We always enjoy discovering what plants manage to grow in walls and marvel at how they get a foothold and seek out enough food. You can imagine how delighted we were when we came across this 50 metre long wall which was a garden in itself.
This garden on a wall was at Sizergh Castle, a National Trust property in the southern end of the Lake District in Cumbria. there were other interesting “wall gardens” here too.
The wall runs the length of the Dutch Garden and is constructed of limestone. It is now home to many very happy looking plants. They are a sort of hanging garden!

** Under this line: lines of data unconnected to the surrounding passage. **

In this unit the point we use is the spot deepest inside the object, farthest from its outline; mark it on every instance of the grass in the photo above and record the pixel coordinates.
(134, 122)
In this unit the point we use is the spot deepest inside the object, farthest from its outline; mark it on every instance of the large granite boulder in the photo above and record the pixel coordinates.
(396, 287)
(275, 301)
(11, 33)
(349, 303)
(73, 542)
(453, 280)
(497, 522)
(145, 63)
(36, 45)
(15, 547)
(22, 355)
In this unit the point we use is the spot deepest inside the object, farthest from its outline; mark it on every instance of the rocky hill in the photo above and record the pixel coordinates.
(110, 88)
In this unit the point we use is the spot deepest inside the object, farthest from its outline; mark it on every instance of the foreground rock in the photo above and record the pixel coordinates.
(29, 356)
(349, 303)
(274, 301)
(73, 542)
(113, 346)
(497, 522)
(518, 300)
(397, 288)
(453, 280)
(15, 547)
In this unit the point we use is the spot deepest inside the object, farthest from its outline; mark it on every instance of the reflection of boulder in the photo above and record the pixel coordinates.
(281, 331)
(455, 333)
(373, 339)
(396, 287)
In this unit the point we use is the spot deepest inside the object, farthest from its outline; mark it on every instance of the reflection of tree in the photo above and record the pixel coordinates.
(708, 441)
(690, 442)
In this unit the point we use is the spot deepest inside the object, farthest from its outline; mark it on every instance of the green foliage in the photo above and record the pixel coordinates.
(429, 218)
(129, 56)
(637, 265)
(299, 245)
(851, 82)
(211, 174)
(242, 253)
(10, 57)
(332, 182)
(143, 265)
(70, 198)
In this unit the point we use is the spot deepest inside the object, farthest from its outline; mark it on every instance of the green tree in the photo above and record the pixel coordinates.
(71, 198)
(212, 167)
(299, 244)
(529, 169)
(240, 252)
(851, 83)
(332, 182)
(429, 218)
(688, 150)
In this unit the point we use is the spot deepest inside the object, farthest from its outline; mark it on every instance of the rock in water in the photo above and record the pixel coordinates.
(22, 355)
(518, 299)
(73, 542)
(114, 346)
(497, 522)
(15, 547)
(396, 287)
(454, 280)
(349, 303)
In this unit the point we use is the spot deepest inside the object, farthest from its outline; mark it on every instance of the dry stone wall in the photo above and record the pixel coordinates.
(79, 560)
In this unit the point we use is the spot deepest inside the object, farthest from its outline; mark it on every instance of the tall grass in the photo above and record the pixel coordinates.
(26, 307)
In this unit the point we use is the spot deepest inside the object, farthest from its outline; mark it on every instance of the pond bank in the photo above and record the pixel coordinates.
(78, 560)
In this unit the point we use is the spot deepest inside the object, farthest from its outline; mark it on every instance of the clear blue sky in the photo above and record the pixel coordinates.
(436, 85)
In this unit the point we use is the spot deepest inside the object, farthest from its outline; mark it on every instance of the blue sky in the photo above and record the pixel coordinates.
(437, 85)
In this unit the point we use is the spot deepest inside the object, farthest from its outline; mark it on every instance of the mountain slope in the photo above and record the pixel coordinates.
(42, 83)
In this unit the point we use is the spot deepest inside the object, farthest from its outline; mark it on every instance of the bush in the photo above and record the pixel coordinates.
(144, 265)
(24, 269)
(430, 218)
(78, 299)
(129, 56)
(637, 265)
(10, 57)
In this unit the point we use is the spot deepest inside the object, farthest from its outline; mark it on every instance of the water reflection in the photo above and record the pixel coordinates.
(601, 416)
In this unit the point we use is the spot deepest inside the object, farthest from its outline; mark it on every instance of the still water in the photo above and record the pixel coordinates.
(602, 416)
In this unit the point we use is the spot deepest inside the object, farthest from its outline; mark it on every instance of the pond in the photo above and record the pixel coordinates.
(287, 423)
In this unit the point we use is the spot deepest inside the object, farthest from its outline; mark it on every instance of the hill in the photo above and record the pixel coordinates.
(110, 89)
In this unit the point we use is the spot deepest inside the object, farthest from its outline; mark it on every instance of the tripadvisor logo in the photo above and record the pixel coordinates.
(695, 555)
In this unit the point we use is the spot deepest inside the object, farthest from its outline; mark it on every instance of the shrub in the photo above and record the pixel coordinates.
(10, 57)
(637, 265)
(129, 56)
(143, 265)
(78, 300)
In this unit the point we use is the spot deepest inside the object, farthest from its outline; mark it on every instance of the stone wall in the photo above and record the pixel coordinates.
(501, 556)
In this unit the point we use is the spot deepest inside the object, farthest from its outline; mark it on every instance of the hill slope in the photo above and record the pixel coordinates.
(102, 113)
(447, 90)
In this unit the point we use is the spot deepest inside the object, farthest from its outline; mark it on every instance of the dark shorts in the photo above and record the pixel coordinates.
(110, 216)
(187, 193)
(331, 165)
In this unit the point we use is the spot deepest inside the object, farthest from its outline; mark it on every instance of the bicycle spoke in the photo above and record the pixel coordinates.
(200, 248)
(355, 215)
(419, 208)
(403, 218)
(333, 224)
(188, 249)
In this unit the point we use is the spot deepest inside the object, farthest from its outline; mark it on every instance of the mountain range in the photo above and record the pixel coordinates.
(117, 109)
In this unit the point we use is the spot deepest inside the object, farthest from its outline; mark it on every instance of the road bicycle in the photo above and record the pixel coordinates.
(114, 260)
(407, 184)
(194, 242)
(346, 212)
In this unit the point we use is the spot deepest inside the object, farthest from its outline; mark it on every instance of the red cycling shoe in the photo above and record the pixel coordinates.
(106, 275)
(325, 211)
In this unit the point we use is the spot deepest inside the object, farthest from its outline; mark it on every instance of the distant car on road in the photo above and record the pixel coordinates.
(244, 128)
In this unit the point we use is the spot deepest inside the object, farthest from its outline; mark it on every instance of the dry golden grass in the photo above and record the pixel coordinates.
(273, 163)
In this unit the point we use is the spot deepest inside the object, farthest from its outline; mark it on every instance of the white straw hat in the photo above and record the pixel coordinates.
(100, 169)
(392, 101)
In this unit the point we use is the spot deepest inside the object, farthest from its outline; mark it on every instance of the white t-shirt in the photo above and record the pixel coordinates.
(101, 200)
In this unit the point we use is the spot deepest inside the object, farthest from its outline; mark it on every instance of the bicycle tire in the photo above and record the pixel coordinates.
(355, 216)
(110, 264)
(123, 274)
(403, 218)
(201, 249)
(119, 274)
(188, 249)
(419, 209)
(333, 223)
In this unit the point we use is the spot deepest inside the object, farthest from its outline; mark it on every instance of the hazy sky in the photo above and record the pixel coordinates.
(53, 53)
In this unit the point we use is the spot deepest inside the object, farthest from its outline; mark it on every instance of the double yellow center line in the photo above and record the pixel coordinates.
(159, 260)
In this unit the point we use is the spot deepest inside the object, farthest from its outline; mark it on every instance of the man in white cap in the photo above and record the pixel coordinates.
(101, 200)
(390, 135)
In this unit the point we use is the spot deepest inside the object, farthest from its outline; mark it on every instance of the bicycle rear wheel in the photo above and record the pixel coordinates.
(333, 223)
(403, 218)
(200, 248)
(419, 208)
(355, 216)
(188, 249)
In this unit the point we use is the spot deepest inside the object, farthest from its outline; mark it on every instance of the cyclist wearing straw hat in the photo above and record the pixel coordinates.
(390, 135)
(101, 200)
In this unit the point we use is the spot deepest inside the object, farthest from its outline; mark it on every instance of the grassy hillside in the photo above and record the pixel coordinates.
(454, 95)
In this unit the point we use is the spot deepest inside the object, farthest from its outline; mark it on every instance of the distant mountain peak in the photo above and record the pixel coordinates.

Along its top edge a narrow border adds an extra dimension to this wall. Forget-me-Nots in pink, white and the more usual blue provide splashes of colour. After enjoying the vast range of plants growing in the gaps, crevices and cracks of the wall a shelter with a comfortable seat provides a convenient resting place.
Within the gardens at Sizergh we found other examples of “hanging gardens”, one hanging from a flight of stone steps covered in alpine plants, presenting a colourful display. These decorative steps had been roped off to stop anyone using them and damaging the plants growing there. Many visitors stopped to take photographs of this mini-garden which I presume came about by accident. The plants probably self-seeded into the gaps between the stonework. Similarly plants have taken up residence on the side walls of the steps.
In the kitchen garden at Sizergh the stone walls that make up the sides of the old cold frames also became a habitat for self-seeded little plants.
The walls around the kitchen garden gave the impression of more hanging gardens for us to enjoy. Many of the plants in these walls were wild flowers of hillsides and cliff faces or ones normally grown on rockeries. It was interesting seeing thes plants growing vertically instead of as mats on the ground.
Ferns were particularly happy growing in the shade of the walls where they could establish themselves in cooler damper conditions found there.
These walls also had extra habitats added to them to encourage even more wildlife to shelter or set up home.
For my final wall I include this stretch of the castle walls themselves where little creeping daisies, Erigeron karvinskianus had settled in happily showing off its flowers in white and many shades of pink.
We were amazed to find so many plants growing in these walls at Sizergh and wondered how many thousands of tiny critters we could not see as well as small mammals and birds were also sheltering or living there in their own secret miniature world.